Whilst the rest of the world is continuing to cope with the restrictions of COVID-19, Hong Kong faces is resuming a familiar battle. With cases of the Coronavirus on the island remaining low, the protests that rocked the city in 2019 are on the cusp of returning.
Last year – sparked by a controversial extradition bill – thousands of protestors marched in rallies several times a week, in their efforts to maintain the former British colony’s ‘one country two systems’ agreement and guard against creeping control from Beijing.
The emergence of the COVID-19 pandemic has deterred protestors but, with the virus seemingly under control and key anniversary dates approaching, tension is again rising.
Small demonstrations have started recently, albeit in a different way to those held last year. Groups of protestors have gathered in shopping malls and demonstrated through songs and chanting. Events such as ‘Sing with You’ include repeated chants of ‘five demands, not one less’ and the singing of ‘Glory to Hong Kong’, the anthem-soundtrack to the protests.
But these events have rarely gone without incident despite their relatively calm nature. With current social distancing laws in place, public gatherings are only allowed of eight people at a time and the Hong Kong authorities have repeatedly rejected demonstration applications for legal approval, citing social distancing and security concerns. Some events have taken place regardless, allowing police to catch protestors breaking social distancing laws or those around illegal assembly, leading to fines or even arrest.
Hong Kong has not been on lockdown because of the Coronavirus. With 1,051 cases and four deaths, calls were made for public and government services to re-open on 4 May. Four days later, previously closed businesses such as bars, restaurants and beauty parlours returned to normal. But, hours after they re-opened, lunch-time demonstrations started in Hong Kong’s IFC Central shopping mall. Police cordoned off areas, detained a student journalist and used pepper-spray to subdue members of the press.
On the same day, there were wild scenes in the Legislative Council, with opposing politicians clashing in a fight for control of the floor. Pro-Beijing politician Starry Lee literally took the chair before the meeting was due to begin as her allies and security staff guarded her. The Democrats were furious, which ultimately led to skirmishes within the chamber. Over the course of the afternoon, 10 pan-democratic law-makers were removed from the meeting unwillingly whilst one Democrat was injured and carried out on a stretcher.
Mothers Day – 10 May in Hong Kong – saw 230 arrests, according to police as familiar scenes continued. Initially, protestors had planned a march from Harbour City Plaza in the district of Tsim Shau Tsui, but police intervened and dispersed crowds, at one point by charging through the mall. After the police had gained some control of the situation, they arrested a 12-year-old boy who was a volunteer student reporter.
Shortly afterwards, in the district of Mongkok – one of Hong Kong’s hotly contested areas during protests – demonstrations started in the MOKO shopping mall. According to reports, one object was thrown at the police – believed to be a water bottle – which prompted an officer to respond by firing pepper ball rounds.

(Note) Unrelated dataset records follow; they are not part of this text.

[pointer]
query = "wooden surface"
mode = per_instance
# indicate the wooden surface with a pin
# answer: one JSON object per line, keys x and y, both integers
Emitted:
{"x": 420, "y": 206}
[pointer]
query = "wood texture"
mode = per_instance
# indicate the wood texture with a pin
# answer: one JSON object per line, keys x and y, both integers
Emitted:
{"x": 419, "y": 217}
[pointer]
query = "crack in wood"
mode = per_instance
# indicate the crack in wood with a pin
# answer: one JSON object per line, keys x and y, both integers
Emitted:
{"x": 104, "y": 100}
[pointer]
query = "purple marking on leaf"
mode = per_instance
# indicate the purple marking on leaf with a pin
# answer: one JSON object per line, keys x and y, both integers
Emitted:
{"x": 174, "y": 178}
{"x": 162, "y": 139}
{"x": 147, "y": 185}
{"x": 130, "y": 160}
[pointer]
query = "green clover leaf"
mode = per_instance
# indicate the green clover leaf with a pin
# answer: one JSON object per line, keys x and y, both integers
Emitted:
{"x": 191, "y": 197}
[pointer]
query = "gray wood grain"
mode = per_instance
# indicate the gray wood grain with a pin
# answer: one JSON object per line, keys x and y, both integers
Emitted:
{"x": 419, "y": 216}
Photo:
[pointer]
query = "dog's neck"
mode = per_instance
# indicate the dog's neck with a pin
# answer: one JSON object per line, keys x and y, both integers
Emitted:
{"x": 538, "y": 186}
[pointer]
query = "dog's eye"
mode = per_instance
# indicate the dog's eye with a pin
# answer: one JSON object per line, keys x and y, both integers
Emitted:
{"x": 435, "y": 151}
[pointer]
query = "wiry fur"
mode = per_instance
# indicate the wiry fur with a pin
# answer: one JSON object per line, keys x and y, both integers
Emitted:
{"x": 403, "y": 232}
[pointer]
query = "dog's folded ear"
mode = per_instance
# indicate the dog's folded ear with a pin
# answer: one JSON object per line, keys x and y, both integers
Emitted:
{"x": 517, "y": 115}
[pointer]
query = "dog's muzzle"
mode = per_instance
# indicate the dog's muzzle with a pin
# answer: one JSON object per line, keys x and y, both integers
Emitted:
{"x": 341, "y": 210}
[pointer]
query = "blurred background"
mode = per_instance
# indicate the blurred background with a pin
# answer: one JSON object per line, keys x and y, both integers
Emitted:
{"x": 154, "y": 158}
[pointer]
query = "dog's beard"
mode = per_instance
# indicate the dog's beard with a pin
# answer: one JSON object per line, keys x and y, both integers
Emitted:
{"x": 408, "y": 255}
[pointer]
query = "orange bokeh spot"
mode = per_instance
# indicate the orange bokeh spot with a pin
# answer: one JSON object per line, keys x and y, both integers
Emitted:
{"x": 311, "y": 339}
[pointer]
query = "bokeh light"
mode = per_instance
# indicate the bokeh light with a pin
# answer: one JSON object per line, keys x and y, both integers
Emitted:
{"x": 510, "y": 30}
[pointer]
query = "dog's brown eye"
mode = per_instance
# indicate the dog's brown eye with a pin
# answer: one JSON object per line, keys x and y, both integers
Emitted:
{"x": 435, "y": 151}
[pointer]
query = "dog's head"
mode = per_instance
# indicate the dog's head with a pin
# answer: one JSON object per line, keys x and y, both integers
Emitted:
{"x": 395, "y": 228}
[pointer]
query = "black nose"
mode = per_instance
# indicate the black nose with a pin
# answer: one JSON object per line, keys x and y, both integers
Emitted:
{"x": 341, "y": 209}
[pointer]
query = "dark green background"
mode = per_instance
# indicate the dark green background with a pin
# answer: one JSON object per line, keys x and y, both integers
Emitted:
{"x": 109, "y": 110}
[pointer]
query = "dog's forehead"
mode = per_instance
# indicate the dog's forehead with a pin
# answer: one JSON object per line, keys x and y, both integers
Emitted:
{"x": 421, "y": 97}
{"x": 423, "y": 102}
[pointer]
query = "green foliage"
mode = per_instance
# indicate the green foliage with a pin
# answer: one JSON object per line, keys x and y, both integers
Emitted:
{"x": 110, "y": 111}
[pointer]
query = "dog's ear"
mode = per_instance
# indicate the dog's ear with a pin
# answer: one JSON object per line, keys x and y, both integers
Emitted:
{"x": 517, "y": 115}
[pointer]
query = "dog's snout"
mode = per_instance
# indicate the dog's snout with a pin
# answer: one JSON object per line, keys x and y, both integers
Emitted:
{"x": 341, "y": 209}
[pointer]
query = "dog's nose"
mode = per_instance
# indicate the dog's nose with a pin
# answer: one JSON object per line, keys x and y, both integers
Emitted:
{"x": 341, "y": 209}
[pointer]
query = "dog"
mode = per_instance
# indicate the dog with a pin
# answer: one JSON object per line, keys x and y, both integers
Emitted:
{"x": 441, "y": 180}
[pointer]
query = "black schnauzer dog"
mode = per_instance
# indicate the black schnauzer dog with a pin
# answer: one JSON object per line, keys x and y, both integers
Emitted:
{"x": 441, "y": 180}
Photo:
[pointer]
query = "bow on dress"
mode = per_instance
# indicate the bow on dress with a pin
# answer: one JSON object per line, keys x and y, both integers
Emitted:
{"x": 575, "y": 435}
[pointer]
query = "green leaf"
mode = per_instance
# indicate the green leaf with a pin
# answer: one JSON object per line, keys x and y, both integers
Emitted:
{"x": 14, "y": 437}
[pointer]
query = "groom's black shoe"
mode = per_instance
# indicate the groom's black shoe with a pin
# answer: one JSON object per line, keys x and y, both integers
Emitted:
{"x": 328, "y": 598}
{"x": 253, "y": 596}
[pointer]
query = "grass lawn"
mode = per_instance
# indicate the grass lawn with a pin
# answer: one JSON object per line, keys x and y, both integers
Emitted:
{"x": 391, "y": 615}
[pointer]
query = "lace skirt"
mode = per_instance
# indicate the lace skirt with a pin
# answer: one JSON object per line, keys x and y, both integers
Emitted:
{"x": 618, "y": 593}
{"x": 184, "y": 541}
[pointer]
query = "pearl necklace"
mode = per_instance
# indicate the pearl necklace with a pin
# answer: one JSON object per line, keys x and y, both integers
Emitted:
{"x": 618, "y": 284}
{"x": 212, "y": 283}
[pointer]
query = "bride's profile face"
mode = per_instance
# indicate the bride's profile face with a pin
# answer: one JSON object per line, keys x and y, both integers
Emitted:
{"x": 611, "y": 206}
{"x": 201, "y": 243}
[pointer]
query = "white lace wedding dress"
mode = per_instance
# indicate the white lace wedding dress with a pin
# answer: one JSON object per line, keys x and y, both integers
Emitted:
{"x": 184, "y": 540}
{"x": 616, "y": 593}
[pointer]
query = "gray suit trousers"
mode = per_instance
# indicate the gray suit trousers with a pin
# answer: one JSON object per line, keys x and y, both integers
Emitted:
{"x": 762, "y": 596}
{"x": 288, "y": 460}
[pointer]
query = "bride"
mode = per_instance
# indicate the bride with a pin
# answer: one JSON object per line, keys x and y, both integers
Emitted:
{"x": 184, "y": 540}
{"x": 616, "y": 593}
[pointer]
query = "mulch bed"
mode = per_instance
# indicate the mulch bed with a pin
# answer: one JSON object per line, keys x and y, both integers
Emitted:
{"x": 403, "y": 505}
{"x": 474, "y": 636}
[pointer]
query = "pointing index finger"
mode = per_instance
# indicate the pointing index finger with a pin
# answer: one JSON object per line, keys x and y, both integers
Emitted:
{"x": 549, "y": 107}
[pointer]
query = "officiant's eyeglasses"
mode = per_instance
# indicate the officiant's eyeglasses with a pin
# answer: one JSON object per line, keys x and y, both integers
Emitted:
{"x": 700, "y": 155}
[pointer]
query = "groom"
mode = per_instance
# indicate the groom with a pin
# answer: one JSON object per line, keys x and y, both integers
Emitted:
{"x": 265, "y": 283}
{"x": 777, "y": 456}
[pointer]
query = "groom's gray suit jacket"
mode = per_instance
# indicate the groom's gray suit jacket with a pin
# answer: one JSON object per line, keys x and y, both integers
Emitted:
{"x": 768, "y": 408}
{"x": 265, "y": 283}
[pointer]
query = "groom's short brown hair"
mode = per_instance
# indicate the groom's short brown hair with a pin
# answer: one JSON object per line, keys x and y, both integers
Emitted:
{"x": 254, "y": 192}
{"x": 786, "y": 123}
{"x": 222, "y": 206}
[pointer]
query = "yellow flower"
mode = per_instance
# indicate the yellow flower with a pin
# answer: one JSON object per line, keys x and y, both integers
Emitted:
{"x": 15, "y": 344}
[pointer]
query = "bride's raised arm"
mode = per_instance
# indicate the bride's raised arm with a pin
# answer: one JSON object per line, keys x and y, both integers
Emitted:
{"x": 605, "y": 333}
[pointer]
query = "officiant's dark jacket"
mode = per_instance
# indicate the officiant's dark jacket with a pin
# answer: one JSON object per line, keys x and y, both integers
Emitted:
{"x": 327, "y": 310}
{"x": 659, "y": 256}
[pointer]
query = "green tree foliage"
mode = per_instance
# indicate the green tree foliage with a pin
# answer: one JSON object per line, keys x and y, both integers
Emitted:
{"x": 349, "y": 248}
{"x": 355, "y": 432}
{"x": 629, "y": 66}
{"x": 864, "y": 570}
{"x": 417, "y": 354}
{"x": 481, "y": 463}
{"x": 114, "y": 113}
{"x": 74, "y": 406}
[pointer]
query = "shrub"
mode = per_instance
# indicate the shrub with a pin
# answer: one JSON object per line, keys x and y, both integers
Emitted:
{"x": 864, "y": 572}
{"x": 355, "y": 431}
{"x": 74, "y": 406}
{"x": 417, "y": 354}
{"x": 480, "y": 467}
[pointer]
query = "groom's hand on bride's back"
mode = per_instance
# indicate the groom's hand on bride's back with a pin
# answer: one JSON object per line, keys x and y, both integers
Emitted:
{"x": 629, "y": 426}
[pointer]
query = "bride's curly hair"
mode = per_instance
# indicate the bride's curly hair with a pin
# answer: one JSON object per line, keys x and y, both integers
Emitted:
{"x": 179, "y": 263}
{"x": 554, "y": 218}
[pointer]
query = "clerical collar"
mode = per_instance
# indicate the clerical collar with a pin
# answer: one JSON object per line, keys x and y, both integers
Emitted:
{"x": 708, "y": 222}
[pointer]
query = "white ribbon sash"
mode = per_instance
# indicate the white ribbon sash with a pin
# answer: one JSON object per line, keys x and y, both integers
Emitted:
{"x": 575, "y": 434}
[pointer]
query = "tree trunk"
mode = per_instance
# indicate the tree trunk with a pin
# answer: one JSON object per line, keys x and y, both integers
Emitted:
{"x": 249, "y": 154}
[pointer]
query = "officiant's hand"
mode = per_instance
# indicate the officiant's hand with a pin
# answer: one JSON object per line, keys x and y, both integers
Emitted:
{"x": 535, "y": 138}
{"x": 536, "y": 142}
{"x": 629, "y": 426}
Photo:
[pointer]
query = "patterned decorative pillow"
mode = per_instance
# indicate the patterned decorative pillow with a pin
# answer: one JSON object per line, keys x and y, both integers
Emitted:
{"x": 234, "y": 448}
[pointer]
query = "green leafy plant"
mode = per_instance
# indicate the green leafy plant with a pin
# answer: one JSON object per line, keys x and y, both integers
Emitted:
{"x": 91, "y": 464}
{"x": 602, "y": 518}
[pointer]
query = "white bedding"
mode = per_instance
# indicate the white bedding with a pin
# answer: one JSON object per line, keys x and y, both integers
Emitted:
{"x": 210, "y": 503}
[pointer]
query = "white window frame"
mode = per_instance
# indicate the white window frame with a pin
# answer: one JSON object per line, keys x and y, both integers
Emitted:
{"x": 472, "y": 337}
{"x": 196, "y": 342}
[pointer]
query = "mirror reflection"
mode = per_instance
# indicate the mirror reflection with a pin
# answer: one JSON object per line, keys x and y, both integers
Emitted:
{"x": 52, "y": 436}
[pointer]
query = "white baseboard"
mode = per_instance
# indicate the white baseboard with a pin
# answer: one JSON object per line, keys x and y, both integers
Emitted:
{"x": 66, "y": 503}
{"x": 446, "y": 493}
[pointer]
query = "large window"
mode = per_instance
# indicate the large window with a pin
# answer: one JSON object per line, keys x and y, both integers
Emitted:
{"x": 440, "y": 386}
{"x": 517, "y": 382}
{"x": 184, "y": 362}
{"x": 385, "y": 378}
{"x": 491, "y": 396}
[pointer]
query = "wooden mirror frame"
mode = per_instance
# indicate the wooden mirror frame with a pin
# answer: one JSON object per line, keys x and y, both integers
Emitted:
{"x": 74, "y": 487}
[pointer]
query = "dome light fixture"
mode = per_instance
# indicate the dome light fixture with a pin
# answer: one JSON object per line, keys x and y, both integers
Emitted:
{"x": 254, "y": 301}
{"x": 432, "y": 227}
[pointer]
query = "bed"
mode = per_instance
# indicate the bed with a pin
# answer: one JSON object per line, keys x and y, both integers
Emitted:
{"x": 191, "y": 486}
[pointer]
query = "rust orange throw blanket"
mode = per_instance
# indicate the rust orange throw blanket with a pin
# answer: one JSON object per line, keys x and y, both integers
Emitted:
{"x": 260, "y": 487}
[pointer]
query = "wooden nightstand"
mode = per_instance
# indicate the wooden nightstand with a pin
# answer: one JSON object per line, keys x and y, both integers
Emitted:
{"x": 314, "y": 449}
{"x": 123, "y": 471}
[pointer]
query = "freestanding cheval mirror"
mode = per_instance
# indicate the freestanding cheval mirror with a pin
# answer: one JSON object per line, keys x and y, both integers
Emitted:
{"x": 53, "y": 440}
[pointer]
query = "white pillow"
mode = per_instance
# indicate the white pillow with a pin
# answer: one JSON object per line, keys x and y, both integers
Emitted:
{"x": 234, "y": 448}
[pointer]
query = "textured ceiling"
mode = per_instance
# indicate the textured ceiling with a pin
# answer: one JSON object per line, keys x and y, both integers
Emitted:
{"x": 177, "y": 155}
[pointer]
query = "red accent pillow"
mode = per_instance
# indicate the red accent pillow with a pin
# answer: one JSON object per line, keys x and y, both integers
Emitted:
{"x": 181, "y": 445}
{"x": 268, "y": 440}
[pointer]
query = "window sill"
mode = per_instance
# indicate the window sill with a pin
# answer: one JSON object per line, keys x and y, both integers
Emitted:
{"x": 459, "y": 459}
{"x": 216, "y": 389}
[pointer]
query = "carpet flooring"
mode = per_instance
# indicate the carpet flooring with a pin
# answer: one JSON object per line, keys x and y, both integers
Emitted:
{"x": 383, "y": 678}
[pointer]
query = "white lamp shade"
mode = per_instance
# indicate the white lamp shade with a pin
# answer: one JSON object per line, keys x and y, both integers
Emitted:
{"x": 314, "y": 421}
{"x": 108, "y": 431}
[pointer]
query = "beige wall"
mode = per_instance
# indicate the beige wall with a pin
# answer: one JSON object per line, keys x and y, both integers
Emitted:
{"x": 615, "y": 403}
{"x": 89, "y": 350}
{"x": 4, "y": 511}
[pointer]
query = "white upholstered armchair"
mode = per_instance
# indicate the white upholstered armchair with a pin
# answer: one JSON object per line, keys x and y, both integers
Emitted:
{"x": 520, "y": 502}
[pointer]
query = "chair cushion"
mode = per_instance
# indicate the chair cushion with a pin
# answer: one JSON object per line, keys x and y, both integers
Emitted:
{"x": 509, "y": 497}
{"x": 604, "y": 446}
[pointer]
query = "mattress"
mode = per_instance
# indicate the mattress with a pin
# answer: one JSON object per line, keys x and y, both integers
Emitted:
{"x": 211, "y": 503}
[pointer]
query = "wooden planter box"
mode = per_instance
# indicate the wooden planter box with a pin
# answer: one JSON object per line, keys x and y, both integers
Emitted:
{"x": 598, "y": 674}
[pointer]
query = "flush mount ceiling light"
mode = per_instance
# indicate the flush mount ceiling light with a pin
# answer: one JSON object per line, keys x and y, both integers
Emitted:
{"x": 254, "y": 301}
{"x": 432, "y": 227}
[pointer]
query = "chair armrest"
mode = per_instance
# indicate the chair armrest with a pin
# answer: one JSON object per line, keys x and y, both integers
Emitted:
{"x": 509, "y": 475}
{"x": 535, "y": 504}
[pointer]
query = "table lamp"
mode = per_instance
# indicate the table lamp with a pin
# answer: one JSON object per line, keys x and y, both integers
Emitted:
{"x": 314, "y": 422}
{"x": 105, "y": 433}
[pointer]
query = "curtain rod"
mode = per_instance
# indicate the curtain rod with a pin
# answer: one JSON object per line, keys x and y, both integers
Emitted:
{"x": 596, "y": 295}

That evening, protestors remained in Mongkok, leading to some late-night controversy. Road barricades and small fires were built by hard-liners, whilst the police used pepper spray as melees eventually occurred including the press and one pro-democracy law-maker.
The police then controversially forced a group of local journalists to stop recording events. This later led to the Hong Kong Journalist Association (HKJA) and the Hong Kong News Executives Association (HKNEA) urging the force to “respect the freedom of the press”.
A few days later, on 14 May, the city’s leader Carrie Lam became the target of profanities with city-wide shopping mall demonstrations on her 63rd birthday.
The next day, a report published on the social unrest by the Independent Police Complaints Council (IPCC) cleared the Hong Kong Police of misconduct. This came despite months of accusations of police brutality. Responses by law-makers and activists have questioned the legitimacy of the report, citing the need for an international body to verify the events it covered.
Later that day, Sin Ka-Ho, a 21-year-old lifeguard, admitted to ‘rioting’ during a protest in June and was given a four-year jail sentence.
Law-makers will continue with a second reading of a proposed bill on 27 May to penalise anyone for insulting China’s national anthem, ‘March of the Volunteers’. Critics say that this law could spark further unrest in the city and further erode freedom of expression.
Whilst COVID-19 is still the crisis the rest of the world is facing, Hong Kong is one place in the world where the pandemic isn’t always headline news. With the anniversary dates of the pro-democracy movement approaching in June, Hong Kong is bracing itself for another summer of chaos as the battle against Beijing continues.